Notably, as displayed in Table
1, nine enrolled studies including several of the biggest ones did not report diagnostic criteria for SLE. Among these studies, most of them utilized the research databases such as the Center for Primary Health Care Research, the National Health Insurance Claims Database, and Patient Discharge Dataset, which recorded complete data on all discharges with dates of hospitalization and diagnoses, the International Classification of Diseases codes, and so on. Therefore, these studies relied on the diagnosis having been recorded correctly and were easily associated with the selection bias of patient inclusion. Hence, further confirmation on diagnostic criteria were required to minimize these issues. Furthermore, repeated analysis was conducted to include only those papers in which SLE was diagnosed according to accepted criteria. As detailed in Additional file
5: Table S2, most of our results were consistent, except for renal cancer, oropharynx cancer, cutaneous melanoma, and non-melanoma skin cancer. Our re-analysis indicated that no significant associations were revealed between SLE and these four cancers. More relevant studies with larger sample sizes are required to verify our findings. Results from sensitivity analysis and publication bias should also be discussed. The pooled SIRs with 95% CIs were not significantly influenced by individual studies, suggesting stability of our results (Additional file
3: Figure S2C). For the male category, the study by Chen et al. [
15] was found to significantly influence the estimated pooled SIR. Similarly, the
P values of Begg’s and Egger’s test were all above 0.05, indicating the absence of significant publication bias, except as indicated in Additional file
4: Figure S3E, where a
P value for Begg’s test was 0.083 and a
P value for Egger’s test was 0.036, indicating the existence of publication bias. When considering these two aspects, the outcomes should be interpreted with caution.
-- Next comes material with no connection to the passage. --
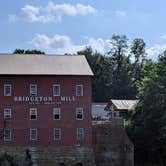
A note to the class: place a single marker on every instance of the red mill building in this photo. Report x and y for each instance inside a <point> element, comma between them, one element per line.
<point>46,101</point>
The strengths of this study were mainly the well-designed methodology of the meta-analysis and the enrollment of all eligible studies, thus providing sufficient statistical power to draw a comprehensive conclusion. Finally, heterogeneity in this study remained low to moderate, even without heterogeneity. Nonetheless, several potential limitations should also be acknowledged. Firstly, the article language was restricted to English, and some relevant articles written in other languages might have been missed. Moreover, although most of our results indicated no significant publication bias, some small negative studies are less likely to be published. Secondly, due to the limited data on this topic, some confounding factors (such as age, sex, and environmental triggers) were not fully clarified, which could result in an inaccurate estimation of their true relationship. Finally, due to insufficient data extracted from primary articles, subgroup analyses were not performed on factors such as ethnicity, alcohol use, and smoking.
Conclusions
Taken together, our results shed light on SLE being associated with increased risks of overall cancer, females or males suffering from cancers, non-Hodgkin’s lymphoma, Hodgkin’s lymphoma, leukemia, multiple myeloma, cervix, vagina/vulva, renal, bladder, esophagus, gastric, hepatobiliary, lung, oropharynx, larynx, non-melanoma skin, and thyroid cancers, and decreased risks of prostate cancer and cutaneous melanoma. Moreover, no significant associations were revealed between SLE and breast, uterus, ovarian, pancreatic, colorectal, or brain cancers. Despite the aforementioned limitations, these outcomes provide a fairly valid and generalizable description of the occurrence of cancers in SLE. Future high-quality research is required to verify our findings and this should pay more attention to the underlying mechanisms between SLE and cancers risks.